Fiat w swoich hybrydach postanowił zastosować nowy, wolnossący silnik 3-cylindrowy 1.0 z rodziny FireFly, który generuje 70 KM oraz 92 Nm maksymalnego momentu obrotowego. Bezpośrednio na silniku zamontowany jest 12-woltowy system BSG (moduł rozrusznika i alternatora), obsługiwany przez pasek, napędzający mechanizmy pomocnicze. Dzięki niemu możliwe jest także odzyskanie energii podczas wytracania prędkości i hamowania, która magazynowana jest w akumulatorze o pojemności 11 Ah. Ten z kolei umieszczony jest pod fotelem kierowcy.
Zmagazynowana energia może być użyta z maksymalną mocą 3,6 kW do obsługi systemu start/stop, wspomagania przyspieszania lub podtrzymania "funkcji życiowych", gdy silnik nie pracuje. A ten może sam się wyłączyć nie tylko na postoju, ale już podczas hamowania, gdy prędkość obniży się do 30 km/h.
To nie koniec zmian. Silnik połączony jest z sześciobiegową, manualną skrzynią biegów (dotychczasowe 1.2 współpracowało z pięciobiegową przekładnią), która została zamontowana niżej, dzięki czemu udało się obniżyć środek ciężkości. Z kolei aluminiowy blok silnika sprawił, że jednostka waży zaledwie 77 kg.
Wszystkie te starania przyniosły efekty lepsze niż się tego spodziewałem. W porównaniu z silnikiem 1.2/69 KM 500 Hybrid emituje o 19 proc. mniej CO2 (spadek ze 109 na 88 g/km), natomiast Panda Hybrid – aż o 31 proc. mniej (spadek ze 130 do 89 g/km). Taki stan rzeczy sprawia, że Fiat nie będzie musiał płacić kar przy sprzedaży tych wersji swoich bestsellerów.
Chcesz oszczędności – zmień nawyki
Podczas krótkiego pobytu w Bolonii miałem okazję przyjrzeć się nowym produktom Fiata. Solidnie nakarmiony marketingową gadką po konferencji prasowej, pełen ciekawości, wsiadłem za kółko produkowanego w Polsce modelu 500. Pod względem ergonomicznym właściwie nie zmieniło się nic, dlatego pominę niektóre kwestie.

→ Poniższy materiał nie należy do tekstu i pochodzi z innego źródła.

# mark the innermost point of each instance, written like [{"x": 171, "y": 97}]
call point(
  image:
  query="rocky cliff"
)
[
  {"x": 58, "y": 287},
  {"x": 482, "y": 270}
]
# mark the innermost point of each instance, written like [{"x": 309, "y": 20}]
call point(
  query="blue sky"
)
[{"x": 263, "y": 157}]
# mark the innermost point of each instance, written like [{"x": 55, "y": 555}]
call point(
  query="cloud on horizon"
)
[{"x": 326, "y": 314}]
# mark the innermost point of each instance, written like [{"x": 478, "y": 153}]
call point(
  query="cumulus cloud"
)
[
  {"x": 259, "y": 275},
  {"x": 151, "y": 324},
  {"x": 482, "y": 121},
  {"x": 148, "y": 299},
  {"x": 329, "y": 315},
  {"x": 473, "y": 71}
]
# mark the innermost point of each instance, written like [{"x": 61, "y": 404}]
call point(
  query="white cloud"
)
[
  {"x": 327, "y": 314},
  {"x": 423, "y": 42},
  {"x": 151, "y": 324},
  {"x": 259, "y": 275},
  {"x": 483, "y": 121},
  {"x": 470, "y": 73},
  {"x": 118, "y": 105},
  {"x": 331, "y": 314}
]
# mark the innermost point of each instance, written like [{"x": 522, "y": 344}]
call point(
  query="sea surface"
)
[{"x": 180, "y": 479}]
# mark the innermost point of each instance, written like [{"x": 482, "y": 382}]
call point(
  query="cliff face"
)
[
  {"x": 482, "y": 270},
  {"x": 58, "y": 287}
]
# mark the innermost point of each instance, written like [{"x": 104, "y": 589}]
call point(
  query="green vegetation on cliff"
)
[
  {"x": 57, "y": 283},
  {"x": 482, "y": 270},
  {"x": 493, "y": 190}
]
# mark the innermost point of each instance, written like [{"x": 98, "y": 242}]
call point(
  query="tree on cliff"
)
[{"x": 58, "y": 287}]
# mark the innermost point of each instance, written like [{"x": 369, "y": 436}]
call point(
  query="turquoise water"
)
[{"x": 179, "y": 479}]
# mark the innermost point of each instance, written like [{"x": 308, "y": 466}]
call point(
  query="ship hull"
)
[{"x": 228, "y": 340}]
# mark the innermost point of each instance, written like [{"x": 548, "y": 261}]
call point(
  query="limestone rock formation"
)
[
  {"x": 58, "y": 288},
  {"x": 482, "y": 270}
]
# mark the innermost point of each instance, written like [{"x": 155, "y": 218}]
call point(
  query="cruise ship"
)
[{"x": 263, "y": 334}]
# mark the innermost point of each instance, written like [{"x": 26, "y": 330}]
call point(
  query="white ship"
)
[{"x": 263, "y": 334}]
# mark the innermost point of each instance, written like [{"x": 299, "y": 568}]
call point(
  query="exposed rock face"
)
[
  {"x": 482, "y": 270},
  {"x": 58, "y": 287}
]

"Hybrid Launch Edition", która jako pierwsza zagości na rynku, wyróżnia się przede wszystkim specjalnie przygotowanym logo, które gości na słupku B. Odcień zieleni Dewdrop znajdziemy nie tylko na karoserii, ale także na elementach wnętrza. Co mi się bardzo spodobało, to tapicerka foteli. Nie chodzi o jej design, a o to, z czego jest zrobiona. Wykorzystano tu bowiem przędzę Seaqual Yarn, która uzyskiwana jest z plastiku z recyklingu. 10 proc. tego plastiku jest wyłowione z morza, pozostała część to surowiec zalegający na lądzie.
W ekologicznym nastroju ruszyłem na miasto. Od razu musiałem zmienić nawyki podczas jazdy, by faktycznie pozwolić działać mikrohybrydzie. Gdy dojeżdżam do świateł, mam w zwyczaju hamować silnikiem. Tu, by dopuścić do wyłączenia silnika, musiałem wrzucić luz na długo przed zatrzymaniem. Teoria mówi o 30 km/h, w praktyce mogłem zaobserwować zgaszenie jednostki już przy 35 km/h. Do plusów mogę zaliczyć, że na wyświetlaczu samochód podpowiada nam, kiedy wrzucić luz i jaki bieg powinniśmy wbić, żeby płynnie kontynuować jazdę.
Według mnie zdecydowanie lepiej poradziłaby sobie tu skrzynia automatyczna, półautomatyczna lub bezstopniowa. Dzięki temu system po rozpoznaniu odpowiednich warunków (wytracanie prędkości, brak reakcji ze strony pedału przyspieszenia, naładowanie akumulatora) sam decydowałby o wyłączeniu silnika podczas dojeżdżania do świateł, tudzież korka, bez wymuszania określonych zachowań ze strony kierowcy.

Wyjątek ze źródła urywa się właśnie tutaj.